Updated: Aug 16
So I went to the football game. It was awesome.
Thankfully, Michigan State won.
And the memories that me, my wife, and our friends created will last a lifetime.
Truthfully, in the moment, there were parts of the experience that weren't great. It was really hot, which meant 4 hours of straight sweat. We walked way too long trying to find the old college house of a friend. The drive back took really long because traffic was so bad. By the end of the night, we were exhausted and just wanted to be home.
But, we will not remember those kinds of moments (even 8 hours later, I'm having to think hard to remember the "negative" parts of the night). Instead, we remember the friends, the positive experiences, and the stadium shaking with excitement.
Happy memories from experiences get better as time goes on. The value of "stuff" decreases.
Over time, our memory plays a trick on us. And it's a trick we can take advantage of to gain more happiness.

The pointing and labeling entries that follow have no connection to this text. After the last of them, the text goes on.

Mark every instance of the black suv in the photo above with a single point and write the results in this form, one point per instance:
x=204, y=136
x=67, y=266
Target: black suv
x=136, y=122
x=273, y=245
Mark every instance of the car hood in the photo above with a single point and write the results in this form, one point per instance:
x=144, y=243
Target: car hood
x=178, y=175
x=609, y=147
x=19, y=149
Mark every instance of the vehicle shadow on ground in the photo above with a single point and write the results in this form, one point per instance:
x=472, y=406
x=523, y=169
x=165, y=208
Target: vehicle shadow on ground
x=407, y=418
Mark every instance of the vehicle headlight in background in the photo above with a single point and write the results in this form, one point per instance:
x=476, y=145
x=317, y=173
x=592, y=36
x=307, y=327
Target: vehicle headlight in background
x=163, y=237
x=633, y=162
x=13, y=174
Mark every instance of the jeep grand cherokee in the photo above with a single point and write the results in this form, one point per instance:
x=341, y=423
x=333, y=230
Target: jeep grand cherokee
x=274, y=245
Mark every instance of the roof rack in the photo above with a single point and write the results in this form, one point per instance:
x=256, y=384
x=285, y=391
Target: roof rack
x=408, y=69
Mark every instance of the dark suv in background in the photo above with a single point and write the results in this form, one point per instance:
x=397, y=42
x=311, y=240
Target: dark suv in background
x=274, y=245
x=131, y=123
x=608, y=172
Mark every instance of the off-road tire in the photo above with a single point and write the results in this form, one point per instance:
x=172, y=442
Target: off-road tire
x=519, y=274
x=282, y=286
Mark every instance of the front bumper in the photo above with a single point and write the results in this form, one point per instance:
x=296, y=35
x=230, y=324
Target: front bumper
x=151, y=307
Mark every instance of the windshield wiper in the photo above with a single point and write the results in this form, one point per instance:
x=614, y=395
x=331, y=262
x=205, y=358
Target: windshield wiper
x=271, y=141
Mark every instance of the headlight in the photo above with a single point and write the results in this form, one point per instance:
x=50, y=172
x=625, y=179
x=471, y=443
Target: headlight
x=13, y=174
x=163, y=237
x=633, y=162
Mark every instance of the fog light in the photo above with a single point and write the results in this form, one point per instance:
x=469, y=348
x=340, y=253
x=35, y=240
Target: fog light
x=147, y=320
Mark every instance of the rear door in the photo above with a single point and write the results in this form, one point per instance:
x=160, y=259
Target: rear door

As time goes on, our memories tend to elevate the positive parts of the experience and decrease the negative parts. Memories get better with time. They typically age well.
And because memories of good experiences age well, they continue to give us a shot of happiness every time we think of them. That's why so many people long for the "good old days." It's a positively curated memory that still provides happiness decades after it happened.
Conversely, the happiness that a product delivers to us typically declines. When we buy something new, it might provide us with a lot of joy and excitement for the first week or month. But, a year later, we've typically moved on to something else. Worse, the longer we have the product, the more evident its shortcomings become.